La « Réconciliation » de Maguelone (14 juin 1875) • Chronique d’Alain Guerrero

La Réconciliation de Maguelone. Dessin de Bonaventure Laurens (L’Illustration du 3 juillet 1875)

Une partie de cette histoire vous a été dévoilée dans le n°230 du Portail,
découvrez là ici dans son intégralité.

1875-2025. Voilà 150 ans que la cathédrale de Maguelone a été restituée au culte, lors d’une cérémonie particulière appelée « Réconciliation« . Un peu d’histoire :

Après la Révolution, le domaine de Maguelone est vendu comme bien national le 3 mars 1791. En 50 ans, le domaine va passer entre les mains de 5 propriétaires différents. La cathédrale est classée monument historique en 1840.

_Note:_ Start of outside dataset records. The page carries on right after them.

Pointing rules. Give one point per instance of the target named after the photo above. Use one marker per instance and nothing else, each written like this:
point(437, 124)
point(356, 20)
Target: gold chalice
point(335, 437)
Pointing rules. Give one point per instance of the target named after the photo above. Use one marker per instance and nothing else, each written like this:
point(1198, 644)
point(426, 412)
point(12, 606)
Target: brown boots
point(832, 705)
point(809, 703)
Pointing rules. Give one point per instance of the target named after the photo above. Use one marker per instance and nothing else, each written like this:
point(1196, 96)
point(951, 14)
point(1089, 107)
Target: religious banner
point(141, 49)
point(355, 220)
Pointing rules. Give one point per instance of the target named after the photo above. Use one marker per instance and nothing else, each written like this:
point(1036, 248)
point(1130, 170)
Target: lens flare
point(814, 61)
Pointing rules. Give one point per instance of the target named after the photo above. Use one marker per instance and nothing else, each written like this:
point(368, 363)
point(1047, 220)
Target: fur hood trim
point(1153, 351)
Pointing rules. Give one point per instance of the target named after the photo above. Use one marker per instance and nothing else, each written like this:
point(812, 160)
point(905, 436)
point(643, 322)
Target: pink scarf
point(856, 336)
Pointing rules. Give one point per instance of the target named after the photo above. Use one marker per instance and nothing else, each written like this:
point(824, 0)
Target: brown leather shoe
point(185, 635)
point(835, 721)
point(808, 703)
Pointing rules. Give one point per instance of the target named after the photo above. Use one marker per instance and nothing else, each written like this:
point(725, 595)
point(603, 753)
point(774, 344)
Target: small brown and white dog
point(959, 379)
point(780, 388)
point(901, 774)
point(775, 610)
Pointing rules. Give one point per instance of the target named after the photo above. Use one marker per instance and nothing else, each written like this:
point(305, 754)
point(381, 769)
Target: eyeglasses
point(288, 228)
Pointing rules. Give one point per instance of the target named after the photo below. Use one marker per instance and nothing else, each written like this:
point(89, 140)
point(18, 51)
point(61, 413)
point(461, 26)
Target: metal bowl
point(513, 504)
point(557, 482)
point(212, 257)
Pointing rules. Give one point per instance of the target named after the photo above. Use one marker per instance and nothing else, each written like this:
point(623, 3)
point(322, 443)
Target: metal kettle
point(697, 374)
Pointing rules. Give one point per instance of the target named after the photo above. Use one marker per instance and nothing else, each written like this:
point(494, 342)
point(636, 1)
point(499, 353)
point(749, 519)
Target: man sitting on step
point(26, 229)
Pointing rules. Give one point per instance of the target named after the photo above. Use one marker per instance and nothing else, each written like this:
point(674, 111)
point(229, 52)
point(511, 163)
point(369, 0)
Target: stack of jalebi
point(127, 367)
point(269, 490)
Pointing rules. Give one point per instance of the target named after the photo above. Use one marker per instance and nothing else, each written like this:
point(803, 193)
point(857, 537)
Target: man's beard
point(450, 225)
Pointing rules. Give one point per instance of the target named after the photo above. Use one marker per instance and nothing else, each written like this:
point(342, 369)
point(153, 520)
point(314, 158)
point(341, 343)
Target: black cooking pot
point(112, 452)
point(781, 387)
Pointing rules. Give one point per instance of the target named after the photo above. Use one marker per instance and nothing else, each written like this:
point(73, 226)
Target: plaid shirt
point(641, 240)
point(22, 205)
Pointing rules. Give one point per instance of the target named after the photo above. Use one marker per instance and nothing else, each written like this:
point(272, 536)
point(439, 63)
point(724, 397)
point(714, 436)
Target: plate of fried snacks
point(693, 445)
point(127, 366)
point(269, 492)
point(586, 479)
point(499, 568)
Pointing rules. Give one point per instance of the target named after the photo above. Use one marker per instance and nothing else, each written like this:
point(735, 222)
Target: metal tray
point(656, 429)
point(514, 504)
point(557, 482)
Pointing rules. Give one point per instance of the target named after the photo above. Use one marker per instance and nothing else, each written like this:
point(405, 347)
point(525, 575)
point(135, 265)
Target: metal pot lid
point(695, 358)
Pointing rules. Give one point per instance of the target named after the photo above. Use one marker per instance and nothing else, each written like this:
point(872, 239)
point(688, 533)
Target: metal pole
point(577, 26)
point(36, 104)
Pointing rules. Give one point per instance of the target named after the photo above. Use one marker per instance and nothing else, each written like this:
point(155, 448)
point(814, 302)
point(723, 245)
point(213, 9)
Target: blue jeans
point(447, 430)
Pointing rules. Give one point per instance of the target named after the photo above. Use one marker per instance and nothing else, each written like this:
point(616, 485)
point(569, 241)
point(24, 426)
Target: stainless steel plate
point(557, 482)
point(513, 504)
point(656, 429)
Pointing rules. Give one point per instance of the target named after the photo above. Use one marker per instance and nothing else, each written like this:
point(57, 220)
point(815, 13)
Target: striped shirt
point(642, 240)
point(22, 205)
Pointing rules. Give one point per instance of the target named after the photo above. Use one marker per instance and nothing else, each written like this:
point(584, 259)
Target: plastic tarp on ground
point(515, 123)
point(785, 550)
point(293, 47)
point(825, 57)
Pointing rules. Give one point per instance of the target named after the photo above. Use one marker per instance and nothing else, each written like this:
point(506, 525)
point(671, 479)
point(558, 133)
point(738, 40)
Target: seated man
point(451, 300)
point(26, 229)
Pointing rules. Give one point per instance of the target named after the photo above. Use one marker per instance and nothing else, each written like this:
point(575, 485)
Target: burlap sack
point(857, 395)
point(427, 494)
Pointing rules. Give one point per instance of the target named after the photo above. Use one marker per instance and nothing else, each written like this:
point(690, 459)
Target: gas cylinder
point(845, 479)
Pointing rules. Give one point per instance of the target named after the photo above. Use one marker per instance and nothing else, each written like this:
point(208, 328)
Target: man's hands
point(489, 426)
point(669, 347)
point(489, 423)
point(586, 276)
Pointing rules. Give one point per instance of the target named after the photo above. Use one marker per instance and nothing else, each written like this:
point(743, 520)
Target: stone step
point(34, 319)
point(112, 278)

C’est en juillet 1852, que Jacques Bonaventure Frédéric Fabrège achète le domaine pour la somme de 130 000 francs. Son fils Frédéric a alors 11 ans. Après des études de droit, et une formation à l’Ecole des Chartes, le jeune Frédéric va exercer son métier d’avocat, avant de se consacrer exclusivement à la restauration de la cathédrale et à l’aménagement de l’ile.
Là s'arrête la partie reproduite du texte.